When looking at the similarities between birds and any other creature, including dinosaurs, it is first necessary to define the characteristics of birds. This isn’t quite as easy as it sounds, because while most bird species may have some things in common, a few may not. However, this is a good starting point, since the most common traits for most birds will be alike.
For instance, ostriches, emus, kiwis, and penguins don’t fly through the air. Most other birds do have at least limited flight capability, and penguins move through water in way that is much like flight through the air. It isn’t the ability for flight that is important, though. Nearly all birds except those previously mentioned have a heavily keeled breast bone. The flight muscles are attached to this, so it needs to be strong and pronounced.
Dinosaurs also had a great variation. However, though not as pronounced as the breastbone of birds, many dinosaurs did have a keeled breastbone. In a few of these cases, there didn’t appear to be a reason for it. This indicates that dinosaurs and birds may have had a common ancestor.
Many people can point out that birds have feathers. This may seem dissimilar to dinosaurs, since dinosaurs are thought to have had scaly skin like the reptiles of today. However, is it that dissimilar?
Scales, hair, and feathers all serve the initial purpose of protecting the animal and helping it to maintain its body temperature. This is even true of cold-blooded reptiles of today’s world. Feathers may in fact be modified hair. Hair is something that doesn’t fossilize well. This means that though the thought might be unusual, we don’t know just how many dinosaurs had hair.
There is a growing amount of evidence that at least some dinosaurs may have been warm-blooded, just as birds are. Through most of the time the dinosaurs were living, the earth was a great deal warmer than it is now, and polar ice caps didn’t even exist. It might make one wonder why it was necessary for some dinosaurs to be warm-blooded.
Then again, there are birds in the tropics that are warm blooded, despite higher and nearly constant temperatures. This could lead us to postulate that perhaps this gave certain species the advantage of being able to adapt when temperatures fluctuated. Either way, it is a similarity between dinosaurs and birds.
Many or most birds have very low weight bones. This is from having air pockets in them, and it helps to make them light enough for the bird raise its mass off the ground. Surely there can’t be a similarity here, right? Many dinosaurs did have similar bone structure, though. We are still guessing at all the purposes and advantages this would give.
The skull structure of birds and dinosaurs is also similar, and apparently, the same areas of the brain were of the greatest importance, for instance those responsible for eyesight and the sense of smell. Even the eye sockets were similar in shape and in relative size to the skull.
Certainly, they were similar in feeding habits. Some birds are predatory, some eat plants, some eat carrion, and some will eat almost anything they can. The same can be said of dinosaurs.
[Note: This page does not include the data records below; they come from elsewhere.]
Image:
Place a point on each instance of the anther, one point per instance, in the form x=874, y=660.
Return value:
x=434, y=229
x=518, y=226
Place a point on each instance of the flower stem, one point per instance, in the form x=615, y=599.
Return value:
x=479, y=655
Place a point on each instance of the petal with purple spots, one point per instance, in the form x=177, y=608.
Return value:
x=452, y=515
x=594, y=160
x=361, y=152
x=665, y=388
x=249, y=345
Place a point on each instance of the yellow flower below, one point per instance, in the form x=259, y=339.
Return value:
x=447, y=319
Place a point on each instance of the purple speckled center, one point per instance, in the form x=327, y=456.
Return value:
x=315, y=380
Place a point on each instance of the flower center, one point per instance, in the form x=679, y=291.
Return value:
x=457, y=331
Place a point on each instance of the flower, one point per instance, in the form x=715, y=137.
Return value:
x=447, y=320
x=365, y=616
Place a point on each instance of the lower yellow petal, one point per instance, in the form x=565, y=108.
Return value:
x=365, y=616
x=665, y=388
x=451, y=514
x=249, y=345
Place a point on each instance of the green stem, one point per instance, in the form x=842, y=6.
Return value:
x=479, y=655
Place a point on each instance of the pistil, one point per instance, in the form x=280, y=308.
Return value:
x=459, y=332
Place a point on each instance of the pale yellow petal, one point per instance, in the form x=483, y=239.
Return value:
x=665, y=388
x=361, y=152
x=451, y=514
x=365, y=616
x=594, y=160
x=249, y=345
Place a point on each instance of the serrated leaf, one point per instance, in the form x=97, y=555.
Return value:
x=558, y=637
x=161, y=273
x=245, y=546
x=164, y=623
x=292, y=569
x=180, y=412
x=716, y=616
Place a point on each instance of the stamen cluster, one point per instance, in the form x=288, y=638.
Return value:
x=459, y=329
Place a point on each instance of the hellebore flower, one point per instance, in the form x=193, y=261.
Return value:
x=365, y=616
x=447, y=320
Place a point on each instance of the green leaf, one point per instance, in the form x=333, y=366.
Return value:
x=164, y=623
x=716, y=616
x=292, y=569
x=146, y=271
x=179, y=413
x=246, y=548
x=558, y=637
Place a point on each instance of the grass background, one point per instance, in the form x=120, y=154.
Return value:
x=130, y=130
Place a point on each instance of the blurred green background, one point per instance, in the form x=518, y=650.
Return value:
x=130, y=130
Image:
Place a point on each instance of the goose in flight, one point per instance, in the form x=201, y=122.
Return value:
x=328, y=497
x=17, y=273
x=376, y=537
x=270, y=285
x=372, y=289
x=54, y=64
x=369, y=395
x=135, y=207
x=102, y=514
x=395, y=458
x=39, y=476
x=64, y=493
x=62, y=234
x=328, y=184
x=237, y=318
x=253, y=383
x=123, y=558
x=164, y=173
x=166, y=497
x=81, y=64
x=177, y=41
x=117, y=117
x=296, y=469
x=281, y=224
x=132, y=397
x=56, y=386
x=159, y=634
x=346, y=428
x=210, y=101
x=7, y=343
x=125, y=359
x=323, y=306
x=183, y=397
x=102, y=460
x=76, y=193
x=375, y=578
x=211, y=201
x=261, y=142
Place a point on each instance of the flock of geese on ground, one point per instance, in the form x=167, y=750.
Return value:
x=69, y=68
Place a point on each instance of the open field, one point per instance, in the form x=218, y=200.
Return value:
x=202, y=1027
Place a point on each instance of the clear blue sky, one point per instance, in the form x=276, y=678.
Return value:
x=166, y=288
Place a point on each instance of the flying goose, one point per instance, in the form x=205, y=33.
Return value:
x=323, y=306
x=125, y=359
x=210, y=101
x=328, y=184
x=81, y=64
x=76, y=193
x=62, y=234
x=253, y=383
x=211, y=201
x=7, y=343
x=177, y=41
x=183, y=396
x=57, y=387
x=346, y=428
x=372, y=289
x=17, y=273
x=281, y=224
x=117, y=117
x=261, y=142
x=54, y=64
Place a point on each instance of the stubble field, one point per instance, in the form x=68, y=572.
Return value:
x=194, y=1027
Dinosaurs and birds also tend or tended to have a nest and to lay eggs. As similar as many birds are to mammals, this is unusual in that mammals develop the young within the body. A few reptiles do this today, though it is usually still in the form of eggs. The eggs simply hatch while still within the mother.
There is no conclusive proof that birds evolved from dinosaurs. However, there are so many similarities between the two that it is becoming progressively more likely that they had a common ancestor.